The X-linked color pigment (opsin) locus is known to be highly polymorphic in the squirrel monkey and other New World monkeys. To see whether this is also the case for the autosomal (blue) opsin locus, we obtained 32 squirrel monkey and 30 human blue opsin gene sequences. No amino acid polymorphism was found in either the squirrel monkey sample or the human sample, contrary to the situation at the X-linked opsin locus. This sharp contrast in the level of polymorphism might be due to differences in gene expression between the autosomal and the X-linked loci. At the X-linked locus, heterozygote advantage can occur because, owing to X-inactivation, the two alleles in a heterozygote are expressed in different cone cells, producing two types of cone cell, whereas at the autosomal locus, heterozygote advantage cannot occur because the two alleles in a heterozygote are expressed in the same cone cells, producing only one type of cone cell (i.e., phenotypically a homozygote). From the sequence data, the levels of nucleotide diversity (pi, i.e., the number of nucleotide differences per site) are estimated: for the human sample, pi = 0.00% per nondegenerate site, 0.00% per twofold degenerate site, and 0.04% per fourfold degenerate site in the coding regions and 0.01% per site in intron 4; for the squirrel monkey sample, pi = 0.00% per nondegenerate site, 0.00% per twofold degenerate site, and 0.15% per fourfold degenerate site in the coding regions and 0.17% per site in intron 4. The blue opsin genes from the common and pygmy chimpanzees, the gorilla, the capuchin, and the howler monkey were also sequenced. Features critical to the function of the opsin are well conserved in all known mammalian sequences. However, the interhelical loops are, on average, actually more conservative than the transmembrane helical regions. In addition, these sequence data and those from some other genes indicate that the common and pygmy chimpanzees are not closely related, their divergence data being from one third to one half the date of the human-chimpanzee divergence.

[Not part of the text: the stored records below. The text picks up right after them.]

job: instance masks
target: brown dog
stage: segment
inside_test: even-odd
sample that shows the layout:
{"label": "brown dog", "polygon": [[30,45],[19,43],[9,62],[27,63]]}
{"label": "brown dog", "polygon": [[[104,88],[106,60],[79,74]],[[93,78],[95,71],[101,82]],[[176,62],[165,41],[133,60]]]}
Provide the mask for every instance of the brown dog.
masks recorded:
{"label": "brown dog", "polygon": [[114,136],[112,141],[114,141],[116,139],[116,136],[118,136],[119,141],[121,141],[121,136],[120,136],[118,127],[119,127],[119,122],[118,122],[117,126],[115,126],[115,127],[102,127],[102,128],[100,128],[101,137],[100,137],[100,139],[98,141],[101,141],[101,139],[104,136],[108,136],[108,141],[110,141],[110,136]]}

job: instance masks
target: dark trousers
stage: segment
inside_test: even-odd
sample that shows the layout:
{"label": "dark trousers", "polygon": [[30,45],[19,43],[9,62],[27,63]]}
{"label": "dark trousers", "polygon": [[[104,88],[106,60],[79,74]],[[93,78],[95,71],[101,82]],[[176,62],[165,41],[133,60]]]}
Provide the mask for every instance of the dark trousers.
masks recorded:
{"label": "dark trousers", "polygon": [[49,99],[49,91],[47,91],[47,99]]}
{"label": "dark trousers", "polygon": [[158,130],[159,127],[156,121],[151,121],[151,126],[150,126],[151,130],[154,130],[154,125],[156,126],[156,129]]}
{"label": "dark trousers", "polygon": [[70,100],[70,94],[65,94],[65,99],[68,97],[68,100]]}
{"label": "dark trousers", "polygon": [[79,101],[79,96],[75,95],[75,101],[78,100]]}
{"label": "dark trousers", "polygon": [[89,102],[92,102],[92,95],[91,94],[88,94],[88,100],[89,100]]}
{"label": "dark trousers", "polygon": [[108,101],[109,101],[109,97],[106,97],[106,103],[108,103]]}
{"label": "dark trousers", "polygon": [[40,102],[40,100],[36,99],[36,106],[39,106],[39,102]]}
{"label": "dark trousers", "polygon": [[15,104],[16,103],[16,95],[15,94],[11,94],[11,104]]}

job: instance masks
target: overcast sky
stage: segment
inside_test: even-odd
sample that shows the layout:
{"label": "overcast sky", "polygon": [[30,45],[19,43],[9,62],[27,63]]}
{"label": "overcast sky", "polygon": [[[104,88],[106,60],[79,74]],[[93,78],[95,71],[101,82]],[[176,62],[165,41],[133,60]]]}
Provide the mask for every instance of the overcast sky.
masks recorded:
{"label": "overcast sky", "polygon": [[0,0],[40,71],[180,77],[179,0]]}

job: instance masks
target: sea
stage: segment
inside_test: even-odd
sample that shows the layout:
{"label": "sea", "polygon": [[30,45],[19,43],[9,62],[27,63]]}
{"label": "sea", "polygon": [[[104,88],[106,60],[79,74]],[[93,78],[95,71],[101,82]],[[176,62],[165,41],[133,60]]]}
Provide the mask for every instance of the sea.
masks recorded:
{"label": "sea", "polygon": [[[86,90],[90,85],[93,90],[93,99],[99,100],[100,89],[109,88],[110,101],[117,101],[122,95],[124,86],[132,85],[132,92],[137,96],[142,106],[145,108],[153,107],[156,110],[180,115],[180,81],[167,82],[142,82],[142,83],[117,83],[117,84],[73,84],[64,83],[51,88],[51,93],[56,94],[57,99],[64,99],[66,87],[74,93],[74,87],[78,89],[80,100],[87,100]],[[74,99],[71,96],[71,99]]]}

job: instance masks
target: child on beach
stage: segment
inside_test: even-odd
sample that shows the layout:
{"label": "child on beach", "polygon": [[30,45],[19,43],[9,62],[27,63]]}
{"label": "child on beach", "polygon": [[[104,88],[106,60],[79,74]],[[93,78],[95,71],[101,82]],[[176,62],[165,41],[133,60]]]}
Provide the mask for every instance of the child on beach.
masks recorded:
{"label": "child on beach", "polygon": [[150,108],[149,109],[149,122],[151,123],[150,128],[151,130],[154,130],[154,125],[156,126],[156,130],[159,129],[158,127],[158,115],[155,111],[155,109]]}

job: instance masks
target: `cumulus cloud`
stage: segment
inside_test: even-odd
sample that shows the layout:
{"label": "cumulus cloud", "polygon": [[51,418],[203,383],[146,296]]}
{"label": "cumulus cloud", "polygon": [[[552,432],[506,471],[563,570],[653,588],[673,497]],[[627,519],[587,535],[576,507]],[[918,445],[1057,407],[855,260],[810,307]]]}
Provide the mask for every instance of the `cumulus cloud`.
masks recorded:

已知X连锁颜色色素(视蛋白)基因座在松鼠猴和其他新大陆猴中具有高度多态性。为了探究常染色体(蓝色)视蛋白基因座是否也是如此,我们获得了32个松鼠猴和30个人类蓝色视蛋白基因序列。与X连锁视蛋白基因座的情况相反,在松鼠猴样本和人类样本中均未发现氨基酸多态性。多态性水平的这种鲜明对比可能是由于常染色体基因座和X连锁基因座之间基因表达的差异所致。在X连锁基因座,杂合子优势可能会出现,因为由于X染色体失活,杂合子中的两个等位基因在不同的视锥细胞中表达,产生两种类型的视锥细胞,而在常染色体基因座,杂合子优势不会出现,因为杂合子中的两个等位基因在相同的视锥细胞中表达,仅产生一种类型的视锥细胞(即表型上为纯合子)。根据序列数据,估计了核苷酸多样性水平(π,即每个位点的核苷酸差异数):对于人类样本,编码区中每个非简并位点的π = 0.00%,每个两倍简并位点的π = 0.00%,每个四倍简并位点的π = 0.04%,内含子4中每个位点的π = 0.01%;对于松鼠猴样本,编码区中每个非简并位点的π = 0.00%,每个两倍简并位点的π = 0.00%,每个四倍简并位点的π = 0.15%,内含子4中每个位点的π = 0.17%。还对普通黑猩猩、倭黑猩猩、大猩猩、卷尾猴和吼猴的蓝色视蛋白基因进行了测序。视蛋白功能的关键特征在所有已知的哺乳动物序列中都得到了很好的保守。然而,平均而言,螺旋间环实际上比跨膜螺旋区域更保守。此外,这些序列数据以及来自其他一些基因的数据表明,普通黑猩猩和倭黑猩猩的亲缘关系并不密切,它们的分歧数据为人与黑猩猩分歧日期的三分之一到二分之一。